Half-Baked Tart Squash



2 (1-pound) acorn squash

3/4 cup fresh or frozen cranberries

3 T orange juice

3 T brown sugar

2 T butter

1 tsp lemon juice


Wash squash and cut in half. Remove seeds and place cut side down into a shallow baking dish containing the water.

Bake at 350 degrees for 45 minutes. While cooking combine other ingredients, in a sauce pan, cook over medium heat.  Don’t be alarmed if you have fresh berries when the pop.  They are not shooting at you, they just have an air pocket that needs to escape a lot like Joan.

Turn cut side up. Put equal amounts of the sauce into the partially baked squash, and return to oven and bake 15 minutes longer.
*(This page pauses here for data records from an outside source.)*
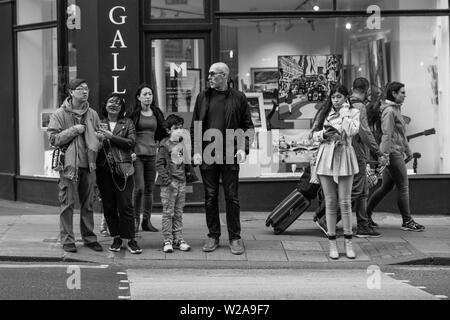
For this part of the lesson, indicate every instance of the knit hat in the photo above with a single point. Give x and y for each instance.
(74, 83)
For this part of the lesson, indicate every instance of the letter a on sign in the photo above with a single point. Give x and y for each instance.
(178, 68)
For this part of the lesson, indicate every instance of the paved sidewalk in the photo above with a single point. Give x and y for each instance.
(29, 232)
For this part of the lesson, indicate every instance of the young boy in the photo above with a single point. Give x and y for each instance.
(170, 164)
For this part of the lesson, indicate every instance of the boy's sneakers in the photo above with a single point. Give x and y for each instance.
(167, 247)
(116, 245)
(411, 225)
(366, 232)
(181, 245)
(133, 247)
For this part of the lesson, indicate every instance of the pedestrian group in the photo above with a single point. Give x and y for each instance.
(122, 153)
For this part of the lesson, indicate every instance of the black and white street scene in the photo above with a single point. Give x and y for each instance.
(225, 158)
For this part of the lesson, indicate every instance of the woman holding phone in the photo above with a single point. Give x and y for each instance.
(148, 120)
(336, 123)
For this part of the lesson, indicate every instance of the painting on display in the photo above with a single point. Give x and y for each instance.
(295, 151)
(256, 104)
(265, 80)
(304, 81)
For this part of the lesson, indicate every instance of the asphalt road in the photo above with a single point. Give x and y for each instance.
(61, 281)
(432, 279)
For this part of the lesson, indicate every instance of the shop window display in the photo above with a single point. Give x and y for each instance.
(412, 50)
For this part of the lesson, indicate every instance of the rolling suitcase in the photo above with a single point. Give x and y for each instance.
(287, 211)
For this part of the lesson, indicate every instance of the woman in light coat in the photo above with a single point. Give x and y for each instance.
(336, 123)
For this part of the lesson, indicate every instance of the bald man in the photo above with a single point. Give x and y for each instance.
(218, 109)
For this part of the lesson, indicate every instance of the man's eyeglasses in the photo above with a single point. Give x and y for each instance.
(212, 73)
(82, 89)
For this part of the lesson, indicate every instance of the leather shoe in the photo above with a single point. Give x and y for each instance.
(236, 246)
(210, 245)
(94, 246)
(147, 226)
(69, 247)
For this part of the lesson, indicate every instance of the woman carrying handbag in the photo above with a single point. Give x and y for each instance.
(115, 173)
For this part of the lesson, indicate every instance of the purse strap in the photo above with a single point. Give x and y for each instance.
(111, 167)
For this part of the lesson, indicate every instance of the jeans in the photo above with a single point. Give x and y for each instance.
(360, 191)
(211, 175)
(144, 179)
(117, 205)
(68, 189)
(394, 175)
(335, 195)
(173, 200)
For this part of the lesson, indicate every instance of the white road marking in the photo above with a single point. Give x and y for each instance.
(17, 266)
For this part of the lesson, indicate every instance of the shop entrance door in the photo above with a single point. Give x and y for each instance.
(177, 69)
WILD WEST BAKED BEANS -Campfire optional



1 pound dry pinto beans

1 teaspoon baking soda

1 pound salt pork or bacon

1 medium-size onion -coarsely chopped

4 T sugar

1/3 maple syrup

3 T brown mustard

1 tsp Worcestersire Sauce

2 teaspoons salt

1/2 teaspoon pepper

Soak beans overnight. In morning parboil them for ten minutes with a teaspoon of baking soda. Then run cold water through the beans in a colander or strainer. Dice rind of salt port one inch squares, same if you are using bacon if that is what you rustled up. Put half on bottom of bean pot with all the chopped onion. Put beans in pot. Put the rest of the pork on top. Mix other ingredients with hot water. Pour over beans.

Put in 300-degree oven for six hours. Or over a roasting campfire until tender and toasty.




           8    large firm fillets of white fish (cod, halibut, snapper, grouper even catfish)
8    large leeks
          1     firm mango
          1     Papaya

          1     Small can of sliced pineapple – fresh if you have it
          1     can coconut milk
        1/2     tsp  coriander
        1/2     tsp basil
         sea salt and freshly ground pepper to taste
          6    tbl  olive oil
          1/4    Cup coconut (optional)

 Prepare the leeks by trimming the root, and cutting the tough green tops.  Then cut in half, then into julienne strips. When finished soak them in cold water for 10 minutes, then drain.

 Place 3 tablespoons of olive oil into a sauté pan over high heat and add the leeks. Stir over a high heat until the leeks start to wilt, about 1 minute, and then turn the heat down and cook slowly until caramelized, about 2 hour.

 Meanwhile, wash the fish and pat dry. Oil a baking dish large enough to hold all the fish. Thinly slice half the papaya and place on the bottom of the dish. Salt and pepper the fish and place on top of the papaya. Pour the coconut milk over the top.

 Bake at 350° for 10 minutes.

 Cut the remaining papaya, pineapple and mango into strips and mix with the chopped coriander and basil. Add 2 tablespoons lime juice and mix well. Remove the fish from the oven and heap the mango mixture onto each fillet, sprinkle with coconut.

 Return to the oven for 5 minutes.  Don’t over cook the fish. Times will vary with the thickness and type of the fish. Serve on a warm platter, first place the leeks on the platter, then the fish, and make sure each has a generous amount of the fruit mixture on top.  Garnish with fresh basil and any fruit you may have left.